Archive

Quotes

The Revolution is made by man, but man must forge his revolutionary spirit from day to day.

—Che Guevara, 1968

Every country has the government it deserves.

—Joseph de Maistre, 1811

You have all the characteristics of a popular politician: a horrible voice, bad breeding, and a vulgar manner.

—Aristophanes, c. 424 BC

Politics, n. A strife of interests masquerading as a contest of principles. The conduct of public affairs for private advantage.

—Ambrose Bierce, 1906

Envy is the basis of democracy.

—Bertrand Russell, 1930

The affairs of the world are no more than so much trickery, and a man who toils for money or honor or whatever else in deference to the wishes of others, rather than because his own desire or needs lead him to do so, will always be a fool.
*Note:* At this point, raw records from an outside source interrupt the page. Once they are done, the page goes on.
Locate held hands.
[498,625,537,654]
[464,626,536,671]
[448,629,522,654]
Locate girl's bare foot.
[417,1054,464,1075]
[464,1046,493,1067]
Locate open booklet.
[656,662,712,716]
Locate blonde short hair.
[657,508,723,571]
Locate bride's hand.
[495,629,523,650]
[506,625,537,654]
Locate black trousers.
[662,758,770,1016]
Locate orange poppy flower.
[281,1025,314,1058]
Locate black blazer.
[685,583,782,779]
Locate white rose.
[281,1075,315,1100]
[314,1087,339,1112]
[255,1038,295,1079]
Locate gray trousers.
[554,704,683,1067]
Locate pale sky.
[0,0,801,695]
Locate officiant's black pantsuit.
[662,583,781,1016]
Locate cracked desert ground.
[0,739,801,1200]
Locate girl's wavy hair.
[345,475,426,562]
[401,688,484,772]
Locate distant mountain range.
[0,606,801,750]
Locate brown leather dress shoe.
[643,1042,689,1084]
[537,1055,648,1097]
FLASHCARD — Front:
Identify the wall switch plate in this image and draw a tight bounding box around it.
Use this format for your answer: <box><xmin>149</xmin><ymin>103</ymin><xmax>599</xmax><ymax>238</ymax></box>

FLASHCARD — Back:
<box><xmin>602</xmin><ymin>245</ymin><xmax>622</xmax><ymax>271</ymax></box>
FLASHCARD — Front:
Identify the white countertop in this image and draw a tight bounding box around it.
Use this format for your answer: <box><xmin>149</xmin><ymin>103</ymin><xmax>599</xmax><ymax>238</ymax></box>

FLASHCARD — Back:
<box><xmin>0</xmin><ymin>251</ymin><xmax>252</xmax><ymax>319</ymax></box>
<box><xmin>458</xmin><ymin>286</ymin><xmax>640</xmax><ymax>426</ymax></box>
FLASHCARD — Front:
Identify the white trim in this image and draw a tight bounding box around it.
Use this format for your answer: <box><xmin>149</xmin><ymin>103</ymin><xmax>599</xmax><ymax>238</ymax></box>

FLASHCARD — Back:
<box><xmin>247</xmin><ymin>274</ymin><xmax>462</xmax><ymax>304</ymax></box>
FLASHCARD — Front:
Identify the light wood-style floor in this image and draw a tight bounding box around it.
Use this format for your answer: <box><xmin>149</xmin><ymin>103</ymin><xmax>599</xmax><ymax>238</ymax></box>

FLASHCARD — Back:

—Johann Wolfgang von Goethe, 1774

You campaign in poetry. You govern in prose.

—Mario Cuomo, 1985

Whether for good or evil, it is sadly inevitable that all political leadership requires the artifices of theatrical illusion. In the politics of a democracy, the shortest distance between two points is often a crooked line.

—Arthur Miller, 2001

There is no method by which men can be both free and equal.

—Walter Bagehot, 1863

What experience and history teach is this—that nations and governments have never learned anything from history or acted upon any lessons they might have drawn from it.

—Georg Wilhelm Friedrich Hegel, 1830

I am no courtesan, nor moderator, nor tribune, nor defender of the people: I am myself the people.

—Maximilien Robespierre, 1792

Sic semper tyrannis! The South is avenged.

—John Wilkes Booth, 1865

It is a certain sign of a wise government and proceeding, when it can hold men’s hearts by hopes, when it cannot by satisfaction.